Manage conlang texts and Leipzig-standard interlinear glossing in a sidebar + editor panel layout.

Navigate: click Corpus in the sidebar.

Text Management

  • Create/edit/delete corpus texts
  • Metadata: title, description, tags, timestamps
  • Raw text (in your conlang) and free translation

Interlinear Glossing

Leipzig glossing standard annotations:

  • Auto-gloss: Raw text → split by sentences → split by spaces → auto-match from lexicon
  • Manual editing: Each token can be edited independently
    • Surface form
    • Morpheme break (use - to separate morphemes)
    • Gloss labels
    • Linked entry ID
    • IPA

Auto-gloss engine (advanced)

The auto-gloss pipeline supports:

  • exact lexicon match
  • concatenative reverse parsing (multi-prefix + stem + multi-suffix)
  • non-concatenative candidates (infix/circumfix/reduplication/ablaut)
  • confidence-based auto-apply + pending review queue

Per-corpus report persistence

Auto-gloss report is stored per corpus item:

  • total tokens
  • auto-applied
  • pending review
  • unresolved

Switching to another corpus no longer reuses a previous report.

Steps

  1. Click "New" → enter title and description
  2. Write a passage in your language in Raw Text
  3. Write the natural language translation in Free Translation
  4. Click "Auto-gloss" — the app tries to match each word from the lexicon
  5. Manually edit unmatched tokens

Step-by-step: Review pending suggestions

  1. Run Auto-gloss.
  2. Open the pending suggestions panel.
  3. Check confidence and trace columns.
  4. Apply one-by-one or click Apply All.
  5. Re-check unresolved token count in report.

Apply SCA to corpus with diff (advanced)

Use Preview & Apply SCA to Corpus to evolve corpus text directly.

What diff includes

  • scope: original text / gloss-line original / token surface
  • before -> after values
  • context snippet
  • checkbox selection (default all selected)

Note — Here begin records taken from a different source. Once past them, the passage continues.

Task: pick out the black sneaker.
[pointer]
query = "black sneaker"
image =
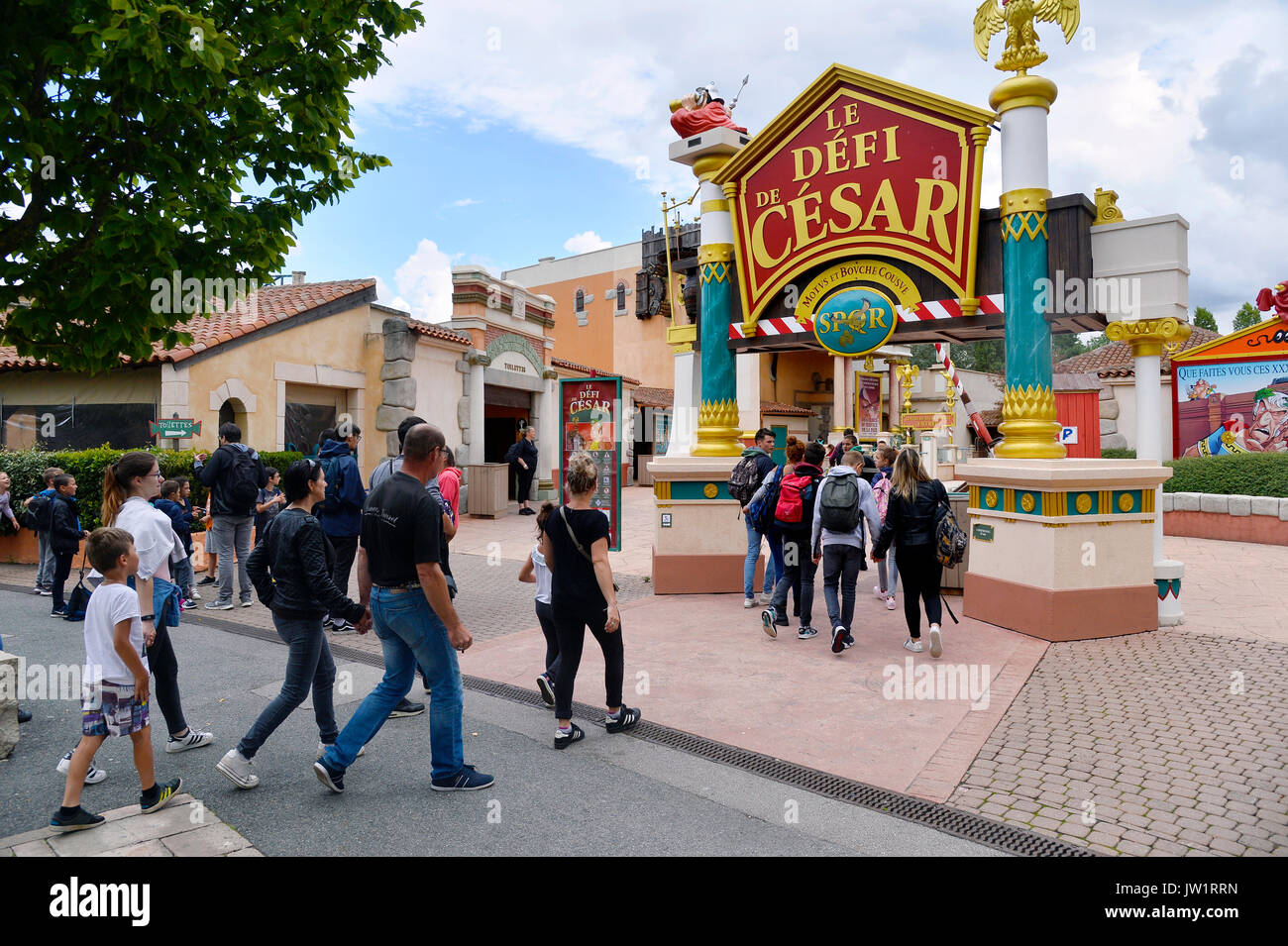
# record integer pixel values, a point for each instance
(465, 781)
(329, 777)
(168, 790)
(565, 739)
(77, 821)
(626, 719)
(406, 708)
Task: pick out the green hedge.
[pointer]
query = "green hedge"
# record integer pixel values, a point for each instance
(1244, 473)
(26, 469)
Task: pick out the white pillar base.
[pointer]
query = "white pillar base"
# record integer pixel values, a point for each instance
(1170, 613)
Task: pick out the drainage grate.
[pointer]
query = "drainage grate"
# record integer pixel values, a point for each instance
(961, 824)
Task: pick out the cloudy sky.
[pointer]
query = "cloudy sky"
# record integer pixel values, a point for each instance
(539, 129)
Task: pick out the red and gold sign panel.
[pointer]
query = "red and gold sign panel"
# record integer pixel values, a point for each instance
(858, 166)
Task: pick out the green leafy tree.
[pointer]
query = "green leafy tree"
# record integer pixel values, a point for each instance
(130, 133)
(1247, 317)
(1205, 319)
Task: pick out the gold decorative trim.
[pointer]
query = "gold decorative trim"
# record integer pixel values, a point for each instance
(1024, 224)
(1024, 198)
(1029, 426)
(715, 253)
(1149, 336)
(1020, 91)
(1107, 207)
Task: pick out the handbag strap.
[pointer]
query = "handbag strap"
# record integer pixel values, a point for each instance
(584, 554)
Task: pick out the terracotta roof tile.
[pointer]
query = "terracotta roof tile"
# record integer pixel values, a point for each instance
(665, 398)
(271, 304)
(1115, 360)
(585, 369)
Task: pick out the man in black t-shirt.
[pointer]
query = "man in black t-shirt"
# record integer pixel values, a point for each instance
(399, 576)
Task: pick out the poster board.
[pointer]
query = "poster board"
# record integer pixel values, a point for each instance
(590, 420)
(868, 404)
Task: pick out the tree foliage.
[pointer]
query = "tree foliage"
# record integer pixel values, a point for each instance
(1247, 317)
(130, 134)
(1203, 318)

Step-by-step: Safe corpus evolution

  1. Click Preview & Apply SCA to Corpus.
  2. Review the diff table.
  3. Deselect changes you do not want.
  4. Click Apply Selected Changes.
  5. The system automatically runs auto-gloss again on updated corpus.

Close behavior

Use the red circular close icon at the top-right corner of the panel to dismiss preview anytime.

Lexicon Integration

After linking a token to a lexicon entry, hovering shows entry details (POS, definition, IPA).

Advanced example: diachronic corpus pass

Scenario: you maintain a proto text and evolve it for a daughter language.

  1. Prepare baseline corpus in parent language.
  2. Configure SCA in daughter language.
  3. Run corpus SCA diff preview and apply selected changes.
  4. Let auto-gloss rerun automatically.
  5. Resolve remaining low-confidence items.